Ulysses Curtis

Profile
- Position: Running back

Personal information
- Born: May 10, 1926 Albion, Michigan
- Died: October 6, 2013 (aged 87) Toronto, Ontario, Canada

Career information
- College: Florida A&M

Career history
- Toronto Argonauts (1950–1954);

Awards and highlights
- 2× Grey Cup champion (1950, 1952);

= Ulysses Curtis =

American football player (1926–2013)

Ulysses "Crazy Legs" Curtis (May 10, 1926 – October 6, 2013) was an American professional football player who was a running back for the Toronto Argonauts of the Interprovincial Rugby Football Union from 1950 to 1954. He won two Grey Cups with Toronto in 1950 and 1952.

Curtis was long considered the Argonauts' first black player. On February 2, 2021, it was revealed that Curtis was only their second ever black player after Ken Whitlock, a halfback and kicker who played only four games for the Argonauts in 1948.

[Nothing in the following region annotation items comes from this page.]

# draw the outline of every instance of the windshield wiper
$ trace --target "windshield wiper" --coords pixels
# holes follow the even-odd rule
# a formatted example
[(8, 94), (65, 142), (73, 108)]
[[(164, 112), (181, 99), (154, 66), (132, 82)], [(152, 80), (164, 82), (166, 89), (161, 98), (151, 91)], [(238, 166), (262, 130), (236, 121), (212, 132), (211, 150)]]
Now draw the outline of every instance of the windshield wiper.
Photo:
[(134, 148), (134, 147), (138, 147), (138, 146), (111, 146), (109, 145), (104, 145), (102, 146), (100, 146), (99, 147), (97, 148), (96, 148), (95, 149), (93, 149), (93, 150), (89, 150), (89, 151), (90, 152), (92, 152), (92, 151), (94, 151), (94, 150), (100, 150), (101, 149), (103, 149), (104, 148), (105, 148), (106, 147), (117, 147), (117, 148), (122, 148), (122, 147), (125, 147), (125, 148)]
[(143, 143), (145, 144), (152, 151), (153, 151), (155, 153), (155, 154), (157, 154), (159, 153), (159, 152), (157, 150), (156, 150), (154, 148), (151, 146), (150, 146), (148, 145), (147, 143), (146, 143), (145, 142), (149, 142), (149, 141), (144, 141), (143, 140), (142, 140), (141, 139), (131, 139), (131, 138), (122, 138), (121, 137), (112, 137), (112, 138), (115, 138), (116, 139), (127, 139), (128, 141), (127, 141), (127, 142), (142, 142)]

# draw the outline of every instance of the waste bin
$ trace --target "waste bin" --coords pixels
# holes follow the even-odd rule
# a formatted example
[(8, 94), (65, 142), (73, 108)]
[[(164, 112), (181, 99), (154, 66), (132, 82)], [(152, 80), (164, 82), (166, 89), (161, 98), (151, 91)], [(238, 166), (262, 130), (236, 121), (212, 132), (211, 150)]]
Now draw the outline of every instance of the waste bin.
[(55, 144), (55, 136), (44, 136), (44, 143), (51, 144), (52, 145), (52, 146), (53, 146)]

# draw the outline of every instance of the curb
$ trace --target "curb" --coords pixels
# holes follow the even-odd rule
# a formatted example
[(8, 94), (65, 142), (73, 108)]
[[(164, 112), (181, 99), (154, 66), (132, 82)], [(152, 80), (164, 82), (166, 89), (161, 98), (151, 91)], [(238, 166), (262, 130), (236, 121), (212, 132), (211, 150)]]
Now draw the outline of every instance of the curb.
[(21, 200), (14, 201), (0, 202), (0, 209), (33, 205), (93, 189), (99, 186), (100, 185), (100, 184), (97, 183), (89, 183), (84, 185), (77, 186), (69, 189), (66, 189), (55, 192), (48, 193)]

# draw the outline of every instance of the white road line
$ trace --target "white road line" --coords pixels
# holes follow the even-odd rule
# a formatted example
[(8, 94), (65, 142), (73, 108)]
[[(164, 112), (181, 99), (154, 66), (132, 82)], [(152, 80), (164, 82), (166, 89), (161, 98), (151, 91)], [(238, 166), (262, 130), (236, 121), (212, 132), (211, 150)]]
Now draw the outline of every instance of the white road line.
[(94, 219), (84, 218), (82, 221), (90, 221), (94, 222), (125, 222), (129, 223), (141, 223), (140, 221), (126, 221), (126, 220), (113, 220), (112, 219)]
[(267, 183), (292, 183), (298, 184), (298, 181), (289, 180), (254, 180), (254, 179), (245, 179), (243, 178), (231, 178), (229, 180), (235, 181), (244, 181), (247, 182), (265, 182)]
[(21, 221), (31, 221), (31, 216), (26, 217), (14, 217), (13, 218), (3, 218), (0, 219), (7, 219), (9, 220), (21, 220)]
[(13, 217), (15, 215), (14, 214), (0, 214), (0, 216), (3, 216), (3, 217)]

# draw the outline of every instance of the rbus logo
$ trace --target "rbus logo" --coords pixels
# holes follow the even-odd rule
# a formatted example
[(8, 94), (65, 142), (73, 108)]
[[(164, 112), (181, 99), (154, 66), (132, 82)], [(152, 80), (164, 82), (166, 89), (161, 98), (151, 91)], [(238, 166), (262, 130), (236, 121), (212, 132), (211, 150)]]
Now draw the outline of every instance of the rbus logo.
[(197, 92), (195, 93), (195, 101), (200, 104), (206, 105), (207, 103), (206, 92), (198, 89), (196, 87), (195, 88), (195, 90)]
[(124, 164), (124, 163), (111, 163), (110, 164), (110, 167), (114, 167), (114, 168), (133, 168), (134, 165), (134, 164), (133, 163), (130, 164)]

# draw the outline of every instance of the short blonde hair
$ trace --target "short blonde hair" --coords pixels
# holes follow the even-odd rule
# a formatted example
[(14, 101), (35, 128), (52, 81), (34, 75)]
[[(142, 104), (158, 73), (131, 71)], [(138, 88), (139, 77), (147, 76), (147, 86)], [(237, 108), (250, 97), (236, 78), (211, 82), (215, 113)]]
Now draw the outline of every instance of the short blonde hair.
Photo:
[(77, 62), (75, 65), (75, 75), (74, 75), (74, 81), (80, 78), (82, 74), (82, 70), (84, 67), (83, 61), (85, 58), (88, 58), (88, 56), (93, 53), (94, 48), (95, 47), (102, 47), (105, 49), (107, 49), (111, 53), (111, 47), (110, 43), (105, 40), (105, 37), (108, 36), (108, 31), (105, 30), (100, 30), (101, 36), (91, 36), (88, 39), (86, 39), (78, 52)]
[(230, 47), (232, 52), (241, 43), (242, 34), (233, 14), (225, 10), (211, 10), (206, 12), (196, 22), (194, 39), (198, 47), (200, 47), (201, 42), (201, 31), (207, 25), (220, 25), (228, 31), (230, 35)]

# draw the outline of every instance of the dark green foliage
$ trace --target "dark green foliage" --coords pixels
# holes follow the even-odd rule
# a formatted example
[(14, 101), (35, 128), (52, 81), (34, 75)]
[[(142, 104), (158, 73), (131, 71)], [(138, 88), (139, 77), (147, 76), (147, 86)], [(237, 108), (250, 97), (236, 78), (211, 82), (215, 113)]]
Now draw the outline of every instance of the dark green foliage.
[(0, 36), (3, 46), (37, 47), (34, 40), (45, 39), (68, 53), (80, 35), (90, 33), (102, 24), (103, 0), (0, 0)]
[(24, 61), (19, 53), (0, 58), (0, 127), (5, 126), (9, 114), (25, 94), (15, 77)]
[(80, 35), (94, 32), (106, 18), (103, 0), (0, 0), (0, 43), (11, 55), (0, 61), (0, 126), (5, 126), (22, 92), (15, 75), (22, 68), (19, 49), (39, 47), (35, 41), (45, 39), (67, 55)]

Curtis is sixth on the Argonauts all-time career touchdown list with 47 touchdowns, fourth on the Argos all-time rushing list with 3,712 yards on 529 carries, second on the Argos all-time list with most yards in a game with 208 yards, and third on the team list of most 100-yard rushing games with 12.

After retirement from football, Curtis remained in Toronto and raised his family. He owned a cleaning business and later became a teacher and coach in the North York Board of Education. In 1959 he coached the North York Knights, a team that played in the national Canadian Junior Football championships. He also helped coach the York University football team in the 1960s.

He was named to the Toronto Argonauts All-Time Argos List in 2005.

Curtis died October 6, 2013, in Toronto.